UVA refuses to release review of rape response
The Associated Press revealed Sept. 8 that the University of Virginia refused a request for an executive summary of an independent review of the university’s response to a rape allegation made in 2012. The case, made famous by the debunked 2014 Rolling Stone article “A Rape on Campus: A Brutal Assault and Struggle for Justice at UVA,” put the university under scrutiny for appearing to value its public image over the welfare of sexual assault victims.
In denying the AP’s request, the university argued that the two concerns of protecting student privacy and guaranteeing transparency were in conflict. The university determined that releasing the report could dissuade future victims from coming forward for fear of being identified.
Not everyone agrees with UVA’s decision to withhold the report from the public. Daniel Carter, director of the 32 National Campus Safety Initiative, wrote that the story’s failure “could have a chilling effect on other students making reports of sexual assault” and that the university should release the report with names redacted.

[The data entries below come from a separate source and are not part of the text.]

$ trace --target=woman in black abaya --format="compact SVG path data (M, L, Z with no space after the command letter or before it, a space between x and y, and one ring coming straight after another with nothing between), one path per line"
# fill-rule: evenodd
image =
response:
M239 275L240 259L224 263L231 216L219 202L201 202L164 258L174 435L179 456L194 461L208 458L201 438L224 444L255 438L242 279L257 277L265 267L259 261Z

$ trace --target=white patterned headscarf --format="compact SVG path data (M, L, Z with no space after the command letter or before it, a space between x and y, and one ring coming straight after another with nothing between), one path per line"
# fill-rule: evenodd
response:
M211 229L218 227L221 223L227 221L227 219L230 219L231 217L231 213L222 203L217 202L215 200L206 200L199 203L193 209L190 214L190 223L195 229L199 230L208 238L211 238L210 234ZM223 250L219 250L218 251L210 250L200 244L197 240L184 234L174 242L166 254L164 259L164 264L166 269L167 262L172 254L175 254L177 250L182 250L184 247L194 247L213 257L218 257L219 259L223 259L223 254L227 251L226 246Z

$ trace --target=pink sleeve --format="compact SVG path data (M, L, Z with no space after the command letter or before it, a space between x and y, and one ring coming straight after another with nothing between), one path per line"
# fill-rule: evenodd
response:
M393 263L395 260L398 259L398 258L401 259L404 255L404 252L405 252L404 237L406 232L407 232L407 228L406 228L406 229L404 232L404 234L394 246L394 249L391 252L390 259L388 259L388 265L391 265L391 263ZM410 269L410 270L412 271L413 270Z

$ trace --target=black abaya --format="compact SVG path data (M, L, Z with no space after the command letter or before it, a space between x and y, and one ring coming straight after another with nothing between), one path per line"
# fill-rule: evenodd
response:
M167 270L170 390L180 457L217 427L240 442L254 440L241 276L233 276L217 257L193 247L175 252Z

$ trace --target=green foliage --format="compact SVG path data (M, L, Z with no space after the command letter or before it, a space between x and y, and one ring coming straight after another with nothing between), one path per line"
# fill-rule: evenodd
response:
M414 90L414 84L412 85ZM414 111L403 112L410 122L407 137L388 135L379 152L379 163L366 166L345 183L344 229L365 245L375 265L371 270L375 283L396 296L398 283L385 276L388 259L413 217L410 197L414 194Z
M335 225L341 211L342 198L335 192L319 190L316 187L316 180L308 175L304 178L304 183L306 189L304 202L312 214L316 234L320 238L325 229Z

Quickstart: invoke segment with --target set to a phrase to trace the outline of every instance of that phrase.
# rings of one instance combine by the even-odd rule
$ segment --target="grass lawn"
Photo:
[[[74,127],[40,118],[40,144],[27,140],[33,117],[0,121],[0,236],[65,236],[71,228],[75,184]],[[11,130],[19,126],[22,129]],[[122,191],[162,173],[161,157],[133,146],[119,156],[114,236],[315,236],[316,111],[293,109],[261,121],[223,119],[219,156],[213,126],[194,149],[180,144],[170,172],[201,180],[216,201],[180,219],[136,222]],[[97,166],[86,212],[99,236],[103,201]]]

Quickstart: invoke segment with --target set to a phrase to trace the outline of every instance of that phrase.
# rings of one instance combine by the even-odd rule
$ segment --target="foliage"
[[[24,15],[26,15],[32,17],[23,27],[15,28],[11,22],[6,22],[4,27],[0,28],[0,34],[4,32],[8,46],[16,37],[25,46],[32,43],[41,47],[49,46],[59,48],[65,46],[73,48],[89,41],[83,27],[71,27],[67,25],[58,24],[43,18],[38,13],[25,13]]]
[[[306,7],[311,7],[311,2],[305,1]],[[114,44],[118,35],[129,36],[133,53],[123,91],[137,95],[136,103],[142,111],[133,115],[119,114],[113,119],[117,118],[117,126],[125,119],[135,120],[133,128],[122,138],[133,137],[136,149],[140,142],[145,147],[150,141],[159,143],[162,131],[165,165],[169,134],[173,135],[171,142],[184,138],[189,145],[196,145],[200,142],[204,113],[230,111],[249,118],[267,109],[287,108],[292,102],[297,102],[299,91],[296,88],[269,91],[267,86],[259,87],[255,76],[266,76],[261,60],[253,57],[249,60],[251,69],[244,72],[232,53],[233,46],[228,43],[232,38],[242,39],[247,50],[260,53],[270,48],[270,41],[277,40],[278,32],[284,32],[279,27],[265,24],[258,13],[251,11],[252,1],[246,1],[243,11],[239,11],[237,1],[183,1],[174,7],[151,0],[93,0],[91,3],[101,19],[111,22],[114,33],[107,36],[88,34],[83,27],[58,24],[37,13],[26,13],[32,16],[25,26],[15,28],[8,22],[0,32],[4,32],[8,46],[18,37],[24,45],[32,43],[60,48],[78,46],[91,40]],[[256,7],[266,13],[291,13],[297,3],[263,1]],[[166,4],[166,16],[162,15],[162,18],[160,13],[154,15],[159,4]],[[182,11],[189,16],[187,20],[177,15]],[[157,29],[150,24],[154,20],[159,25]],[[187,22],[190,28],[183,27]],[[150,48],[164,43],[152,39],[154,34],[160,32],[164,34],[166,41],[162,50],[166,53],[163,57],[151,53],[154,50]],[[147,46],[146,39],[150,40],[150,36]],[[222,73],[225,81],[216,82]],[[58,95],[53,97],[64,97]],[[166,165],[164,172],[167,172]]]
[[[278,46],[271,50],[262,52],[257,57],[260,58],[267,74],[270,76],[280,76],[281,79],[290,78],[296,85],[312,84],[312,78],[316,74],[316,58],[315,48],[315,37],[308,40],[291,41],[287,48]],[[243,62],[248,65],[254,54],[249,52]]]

O’Melveny & Myers, the law firm hired for over $544,000 to conduct the review, issued an opinion arguing that releasing the report would not violate privacy rights because of “extensive self-disclosure by the student.”
The now famous article detailed an alleged incident in which a student named “Jackie” was gang raped by members of the Phi Kappa Psi fraternity and faced “institutional indifference” after reporting the event to university authorities. Outrage over the article’s depiction of Jackie’s story appeared poised to begin a nationwide debate about sexual assault on college campuses. But problems with Jackie’s story emerged after a Washington Post report on Dec. 5 revealed inconsistencies in the victim’s story, leading to the article’s retraction.